Tutorial

We now illustrate the basic capabilities of the grmpy package. We start by outlining some basic functional form assumptions before introducing to alternative models that can be used to estimate the marginal treatment effect (MTE). We then turn to some simple use cases.

Assumptions

The grmpy package implements the normal linear-in-parameters version of the generalized Roy model. Both potential outcomes and the choice \((Y_1, Y_0, D)\) are a linear function of the individual’s observables \((X, Z)\) and random components \((U_1, U_0, V)\).

\[\begin{split}Y_1 &= X \beta_1 + U_1 \\ Y_0 &= X \beta_0 + U_0 \\ D &= I[D^{*} > 0] \\ D^{*} &= Z \gamma -V\end{split}\]

Individuals decide to select into latent indicator variable \(D^{*}\) is positive.
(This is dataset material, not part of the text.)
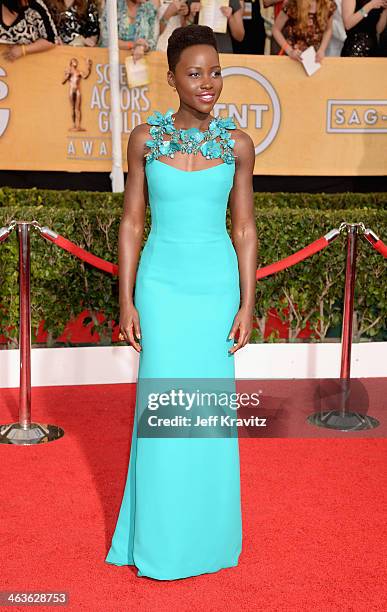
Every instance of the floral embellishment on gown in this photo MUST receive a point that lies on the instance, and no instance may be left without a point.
(213, 143)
Depending on their decision, we either observe \(Y_1\) or \(Y_0\).

Parametric Normal Model

The parametric model imposes the assumption of joint normality of the unobservables \((U_1, U_0, V) \sim \mathcal{N}(0, \Sigma)\) with mean zero and covariance matrix \(\Sigma\).

Semiparametric Model

The semiparametric approach invokes no assumption on the distribution of the unobservables. It requires a weaker condition \((X,Z) \indep {U_1, U_0, V}\)

Under this assumption, the MTE is:

  • additively separable in \(X\) and \(U_D\), which means that the shape of the MTE is independent of \(X\), and

  • identified over the common support of \(P(Z)\), unconditional on \(X\).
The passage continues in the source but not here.